The end (spoilers here, but not spoilers about who did the murder because that is actually the least interesting part of this book and that’s not a criticism): If I had to choose, I’d always go with the I suppose you’re wondering why I’ve brought you here today style of ending. I got anxious reading the ending of A Beautiful Place to Die, which gets pretty violent. Since the book is really about prejudice, the violence that simmers throughout the book rarely has to do with the murderer’s identity, and nearly always has to do with preserving one idea of what people and society are like and how they are supposed to behave.

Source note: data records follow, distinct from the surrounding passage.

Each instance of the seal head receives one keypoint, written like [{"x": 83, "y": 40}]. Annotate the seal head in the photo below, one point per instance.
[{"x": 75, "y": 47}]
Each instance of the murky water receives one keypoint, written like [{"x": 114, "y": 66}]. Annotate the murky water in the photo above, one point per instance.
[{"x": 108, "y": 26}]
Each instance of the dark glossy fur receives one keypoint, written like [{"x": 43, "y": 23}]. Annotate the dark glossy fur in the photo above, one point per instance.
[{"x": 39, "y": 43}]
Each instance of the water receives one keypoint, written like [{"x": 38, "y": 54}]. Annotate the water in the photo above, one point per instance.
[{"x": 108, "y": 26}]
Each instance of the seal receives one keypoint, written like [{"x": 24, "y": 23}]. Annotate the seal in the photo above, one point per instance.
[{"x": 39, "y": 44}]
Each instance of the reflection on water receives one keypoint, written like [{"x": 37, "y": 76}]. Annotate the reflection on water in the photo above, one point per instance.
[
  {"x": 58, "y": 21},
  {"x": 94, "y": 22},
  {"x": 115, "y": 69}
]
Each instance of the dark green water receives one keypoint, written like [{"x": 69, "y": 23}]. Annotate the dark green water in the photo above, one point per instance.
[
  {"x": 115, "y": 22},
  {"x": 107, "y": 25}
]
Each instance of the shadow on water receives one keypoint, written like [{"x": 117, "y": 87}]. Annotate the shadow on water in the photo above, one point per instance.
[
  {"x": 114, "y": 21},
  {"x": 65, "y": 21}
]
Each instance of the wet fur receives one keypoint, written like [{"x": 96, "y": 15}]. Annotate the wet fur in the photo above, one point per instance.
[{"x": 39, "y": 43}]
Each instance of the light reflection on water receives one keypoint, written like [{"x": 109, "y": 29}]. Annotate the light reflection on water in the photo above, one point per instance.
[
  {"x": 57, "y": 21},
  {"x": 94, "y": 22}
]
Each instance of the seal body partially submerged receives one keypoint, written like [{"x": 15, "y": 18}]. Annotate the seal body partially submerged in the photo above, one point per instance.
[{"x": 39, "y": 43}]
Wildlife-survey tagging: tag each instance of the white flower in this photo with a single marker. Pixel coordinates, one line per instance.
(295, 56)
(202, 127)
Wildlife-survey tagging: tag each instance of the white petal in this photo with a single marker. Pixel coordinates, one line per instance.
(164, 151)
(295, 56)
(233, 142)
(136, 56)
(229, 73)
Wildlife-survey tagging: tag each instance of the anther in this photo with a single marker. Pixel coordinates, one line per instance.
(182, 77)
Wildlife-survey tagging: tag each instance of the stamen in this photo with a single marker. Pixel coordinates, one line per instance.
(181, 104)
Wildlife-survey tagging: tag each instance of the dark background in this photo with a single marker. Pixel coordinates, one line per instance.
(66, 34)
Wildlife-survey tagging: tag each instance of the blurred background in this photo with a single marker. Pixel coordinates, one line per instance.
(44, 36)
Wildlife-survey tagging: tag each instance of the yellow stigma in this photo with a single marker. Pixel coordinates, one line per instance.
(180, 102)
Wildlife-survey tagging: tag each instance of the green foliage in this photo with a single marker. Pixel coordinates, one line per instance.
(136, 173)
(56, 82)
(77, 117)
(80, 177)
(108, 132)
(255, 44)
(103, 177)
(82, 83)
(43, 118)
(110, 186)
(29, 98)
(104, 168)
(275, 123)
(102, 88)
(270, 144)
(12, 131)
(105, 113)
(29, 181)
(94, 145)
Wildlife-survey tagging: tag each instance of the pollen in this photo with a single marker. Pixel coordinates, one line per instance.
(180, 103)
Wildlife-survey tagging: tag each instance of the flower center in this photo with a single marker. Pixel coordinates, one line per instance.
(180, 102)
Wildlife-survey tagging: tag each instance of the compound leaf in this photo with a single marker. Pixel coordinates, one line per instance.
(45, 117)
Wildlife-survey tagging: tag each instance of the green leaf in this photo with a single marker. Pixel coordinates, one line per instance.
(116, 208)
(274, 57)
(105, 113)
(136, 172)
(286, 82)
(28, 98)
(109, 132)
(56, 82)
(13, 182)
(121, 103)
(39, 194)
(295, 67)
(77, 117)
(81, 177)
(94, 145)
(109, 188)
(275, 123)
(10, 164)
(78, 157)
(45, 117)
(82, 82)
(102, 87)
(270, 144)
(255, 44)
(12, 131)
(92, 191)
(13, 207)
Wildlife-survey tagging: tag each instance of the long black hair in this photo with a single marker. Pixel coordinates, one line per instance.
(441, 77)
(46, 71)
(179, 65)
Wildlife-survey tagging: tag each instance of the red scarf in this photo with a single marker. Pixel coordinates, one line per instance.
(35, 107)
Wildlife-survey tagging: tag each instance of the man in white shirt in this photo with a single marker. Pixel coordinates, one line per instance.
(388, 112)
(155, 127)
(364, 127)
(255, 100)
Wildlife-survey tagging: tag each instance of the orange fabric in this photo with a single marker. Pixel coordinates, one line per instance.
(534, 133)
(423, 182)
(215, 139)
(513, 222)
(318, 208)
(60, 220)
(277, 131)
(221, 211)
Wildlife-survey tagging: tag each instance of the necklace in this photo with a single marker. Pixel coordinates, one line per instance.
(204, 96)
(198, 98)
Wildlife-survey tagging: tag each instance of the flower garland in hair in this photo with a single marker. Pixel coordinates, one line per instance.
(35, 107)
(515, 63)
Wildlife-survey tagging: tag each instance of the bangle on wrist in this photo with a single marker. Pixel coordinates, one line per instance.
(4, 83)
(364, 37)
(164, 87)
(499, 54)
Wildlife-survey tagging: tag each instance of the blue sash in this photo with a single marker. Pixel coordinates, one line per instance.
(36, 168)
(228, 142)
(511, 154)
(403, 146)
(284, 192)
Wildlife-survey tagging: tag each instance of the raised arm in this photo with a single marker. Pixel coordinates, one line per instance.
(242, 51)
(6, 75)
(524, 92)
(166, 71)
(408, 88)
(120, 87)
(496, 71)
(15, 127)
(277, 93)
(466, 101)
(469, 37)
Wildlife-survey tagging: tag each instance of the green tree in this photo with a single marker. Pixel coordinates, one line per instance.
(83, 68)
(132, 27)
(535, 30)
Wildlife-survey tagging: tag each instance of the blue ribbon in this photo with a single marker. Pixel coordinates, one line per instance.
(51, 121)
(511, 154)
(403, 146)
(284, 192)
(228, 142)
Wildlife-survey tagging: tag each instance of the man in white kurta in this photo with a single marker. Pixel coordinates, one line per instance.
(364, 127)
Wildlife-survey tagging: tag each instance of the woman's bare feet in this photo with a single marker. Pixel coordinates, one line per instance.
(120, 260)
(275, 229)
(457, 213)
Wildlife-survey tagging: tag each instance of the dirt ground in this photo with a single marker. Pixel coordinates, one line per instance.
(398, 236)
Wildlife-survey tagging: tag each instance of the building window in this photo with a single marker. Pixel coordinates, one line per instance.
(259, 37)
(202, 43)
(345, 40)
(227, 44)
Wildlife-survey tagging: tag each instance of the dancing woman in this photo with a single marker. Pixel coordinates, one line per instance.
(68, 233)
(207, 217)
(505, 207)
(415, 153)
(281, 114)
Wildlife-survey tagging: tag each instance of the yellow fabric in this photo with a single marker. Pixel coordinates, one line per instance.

The whole: My favorite thing about A Beautiful Place to Die is also my least favorite thing about it. Malla Nunn is absolutely wonderful at depicting life in a society that not only condones but (openly) institutionalizes racism. The down side of this is that racial violence is very, very hard for me to read about in fiction. The final third of the book features a healthy dose of race-based violence, as well as (threats of) sexual violence, and if I am going to read about that, I would prefer to read about it in nonfiction.

The up side is that it’s amazing to watch Malla Nunn pick apart the assumptions, large and small, that go into creating a racist society. That she does this while writing from the perspective of a white British man is even more impressive–wonderfully, you can see Emmanuel Cooper being forced to confront his own privilege as he struggles to solve the murder of Captain Willem Pretorius:

She made a sound of disbelief low in her throat. “Only a white man would ask a question like that and expect an answer.”

Emmanuel felt like he was seeing her for the first time. The meek coloured girl he could deal with, even ignore, but this furious sharp-eyed woman was something else altogether.

“What’s the question got to do with my being white?”

“Only white people talk about choice like it’s a box of chocolates that everyone gets to pick from. [A white man] walks into this room and I say what to him? ‘No, thank you, sir, but I do not wish to spoil my chances for a good marriage with a good man from my community, so please ma’ baas take yourself back to your wife and family. I promise not to blackmail you if you promise not to punish my family for turning you away. Thank you for asking me. I am honored.’ Tell me, is that how it works for nonwhite women in Jo’burg, Detective?”

What’s particularly good is that discussions like these come up regardless of Cooper’s good intentions. Although he opposes apartheid and even has some personal experience of racial prejudice (his whiteness, the book suggests early on, may be more fragile than it seems), he’s still able to benefit by it, both in the issues he has to worry about day to day, and in the power he has over any black resident of Jacob’s Rest.

When I said, above, that the identity of the murderer was the least interesting aspect of the book, I didn’t mean to imply that the mystery is a bad one. It isn’t. But the book isn’t exactly about trying to solve a murder. It’s about how it would be to try to solve the murder of an upstanding white citizen in a small racist town where certain paths of investigation are acceptable and others are unacceptable, and you can tell which path is which by the skin color of the people being investigated. Malla Nunn does this spectacularly well, and despite bits of her book being quite upsetting to read, I’m looking forward to reading the next two books in this series.

American cover
American cover
British cover
British cover

Cover report: American cover wins. I didn’t choose this one. Both covers were boring to me, so I had Randon choose. He says neither draws him, but he thinks the American cover is better than the British cover.